Jetzt bleibt die BLB als eigenständiges Institut am Bremer Standort bestehen, allerdings dirigiert aus Hannover von der NordLB. Der Bremer Vorstandsvorsitzende Andreas Kaulvers hatte sich gegen den Dirigismus des Hannoveraner Mehrheits-Anteilseigners immer gewehrt und gestern Abend seinen Rücktritt angeboten.

Die NordLB wird einige Bereiche in Hannover zentralisieren, etwa die IT, und die Geschäftsfelder neu ordnen. Linnert rechnet mit einem Verlust von rund zehn Prozent der Arbeitsplätze.

1938: Fusion der Bodencredit-Anstalt und der Hansa-Bank zur Bremer Landesbank (BLB)

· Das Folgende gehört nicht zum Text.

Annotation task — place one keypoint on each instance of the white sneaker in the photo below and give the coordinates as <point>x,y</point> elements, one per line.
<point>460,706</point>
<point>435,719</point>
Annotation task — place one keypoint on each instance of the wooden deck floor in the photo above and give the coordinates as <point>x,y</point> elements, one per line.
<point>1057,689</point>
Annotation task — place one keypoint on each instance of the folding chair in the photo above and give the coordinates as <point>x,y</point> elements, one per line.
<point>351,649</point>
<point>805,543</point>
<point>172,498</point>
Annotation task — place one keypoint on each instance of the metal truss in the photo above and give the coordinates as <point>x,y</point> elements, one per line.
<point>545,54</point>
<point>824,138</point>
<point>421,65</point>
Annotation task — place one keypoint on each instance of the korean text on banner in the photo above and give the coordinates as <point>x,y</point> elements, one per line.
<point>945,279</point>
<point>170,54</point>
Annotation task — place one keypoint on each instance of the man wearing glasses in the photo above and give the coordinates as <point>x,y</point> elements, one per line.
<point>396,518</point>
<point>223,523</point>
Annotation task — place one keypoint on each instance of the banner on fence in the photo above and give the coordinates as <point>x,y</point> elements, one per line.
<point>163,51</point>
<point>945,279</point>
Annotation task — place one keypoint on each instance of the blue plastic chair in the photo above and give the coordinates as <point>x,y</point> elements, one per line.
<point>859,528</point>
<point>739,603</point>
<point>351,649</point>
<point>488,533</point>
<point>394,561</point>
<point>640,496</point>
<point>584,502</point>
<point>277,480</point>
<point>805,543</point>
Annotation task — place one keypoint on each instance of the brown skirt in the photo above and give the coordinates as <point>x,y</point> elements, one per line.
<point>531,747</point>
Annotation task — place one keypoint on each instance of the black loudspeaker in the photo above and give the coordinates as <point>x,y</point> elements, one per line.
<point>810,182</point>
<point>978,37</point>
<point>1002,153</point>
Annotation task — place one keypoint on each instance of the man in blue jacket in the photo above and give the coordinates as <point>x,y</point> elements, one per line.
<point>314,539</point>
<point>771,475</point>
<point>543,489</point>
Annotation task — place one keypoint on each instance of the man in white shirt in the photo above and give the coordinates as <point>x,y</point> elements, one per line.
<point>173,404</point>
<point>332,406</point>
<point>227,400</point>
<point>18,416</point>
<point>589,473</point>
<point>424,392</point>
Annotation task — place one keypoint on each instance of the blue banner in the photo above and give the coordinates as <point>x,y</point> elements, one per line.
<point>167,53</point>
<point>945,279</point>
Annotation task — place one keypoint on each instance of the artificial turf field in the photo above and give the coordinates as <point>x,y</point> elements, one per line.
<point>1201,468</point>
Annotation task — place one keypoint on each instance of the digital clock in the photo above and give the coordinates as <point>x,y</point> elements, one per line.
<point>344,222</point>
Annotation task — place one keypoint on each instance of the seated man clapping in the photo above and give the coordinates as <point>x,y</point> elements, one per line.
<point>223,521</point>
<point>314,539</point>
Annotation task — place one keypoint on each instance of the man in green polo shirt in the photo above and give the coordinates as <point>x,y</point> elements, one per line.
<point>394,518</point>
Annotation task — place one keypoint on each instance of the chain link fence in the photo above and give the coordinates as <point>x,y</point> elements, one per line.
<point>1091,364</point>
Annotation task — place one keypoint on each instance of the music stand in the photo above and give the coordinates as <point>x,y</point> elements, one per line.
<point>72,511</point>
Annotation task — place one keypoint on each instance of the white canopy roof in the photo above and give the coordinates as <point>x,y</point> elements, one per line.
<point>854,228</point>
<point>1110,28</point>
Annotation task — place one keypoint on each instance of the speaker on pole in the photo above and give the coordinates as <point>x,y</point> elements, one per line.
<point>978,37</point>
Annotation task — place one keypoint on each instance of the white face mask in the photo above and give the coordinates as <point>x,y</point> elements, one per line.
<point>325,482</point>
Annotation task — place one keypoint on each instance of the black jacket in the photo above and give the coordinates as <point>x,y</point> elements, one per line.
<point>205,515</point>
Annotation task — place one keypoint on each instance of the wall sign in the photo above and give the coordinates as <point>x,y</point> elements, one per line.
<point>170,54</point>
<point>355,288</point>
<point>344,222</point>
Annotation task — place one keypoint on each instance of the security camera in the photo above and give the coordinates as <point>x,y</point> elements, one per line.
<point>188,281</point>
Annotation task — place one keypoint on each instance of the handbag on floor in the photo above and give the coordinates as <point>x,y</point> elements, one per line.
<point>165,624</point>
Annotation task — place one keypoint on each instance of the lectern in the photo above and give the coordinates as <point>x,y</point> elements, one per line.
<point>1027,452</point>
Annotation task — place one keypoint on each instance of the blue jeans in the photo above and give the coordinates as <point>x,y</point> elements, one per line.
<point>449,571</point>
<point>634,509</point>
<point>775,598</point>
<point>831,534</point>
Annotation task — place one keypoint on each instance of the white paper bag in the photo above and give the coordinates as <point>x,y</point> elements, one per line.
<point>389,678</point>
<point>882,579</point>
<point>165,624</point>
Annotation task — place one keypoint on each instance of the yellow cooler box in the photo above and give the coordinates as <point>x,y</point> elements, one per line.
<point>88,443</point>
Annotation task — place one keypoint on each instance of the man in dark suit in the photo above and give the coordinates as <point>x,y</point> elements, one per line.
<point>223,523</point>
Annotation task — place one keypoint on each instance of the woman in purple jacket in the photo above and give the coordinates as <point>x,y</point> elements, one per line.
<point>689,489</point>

2001: Das Land Bremen hält 7,5 Prozent der Anteile und gibt eine stille Kapitaleinlage von 480 Millionen Euro dazu

2012: Aufgrund der Eigenkapital-Anforderungen der EZB wird die stille Einlage in haftendes Gesellschafterkapital verwandelt

April 2016: Die EZB sieht einen zusätzlichen Rücklagenbedarf von mehr als 700 Millionen Euro aufgrund von notleidenden Schiffsfinanzierungen

August 2016: Die BLB eröffnet ihr für 50 Millionen Euro neu gebautes Bankgebäude

September 2016: Mit dem Beschluss über den Verkauf der Bremer BLB-Anteile an die NordLB wird das Halbjahresergebnis veröffentlicht: Wegen der Schiffskredite musste eine Risikorücklage von 449 Millionen Euro gebildet werden, die im Jahresergebnis mit einem Verlust von 384 Mio. Euro zu Buche schlägt

Gegen die Erwartung, dass Bremen die 480 Millionen Euro früherer „stiller Einlagen“ nun als Verkaufspreis zurückerhalten könnte, führte Linnert an, dass der Marktpreis der angeschlagenen Bank das nicht hergebe. Auch die NordLB sei nicht in der Lage, solche Summen zu bezahlen. Um den Cash-Preis zu senken habe die NordLB die Beteiligungen an den Wohnungsunternehmen gern abgegeben.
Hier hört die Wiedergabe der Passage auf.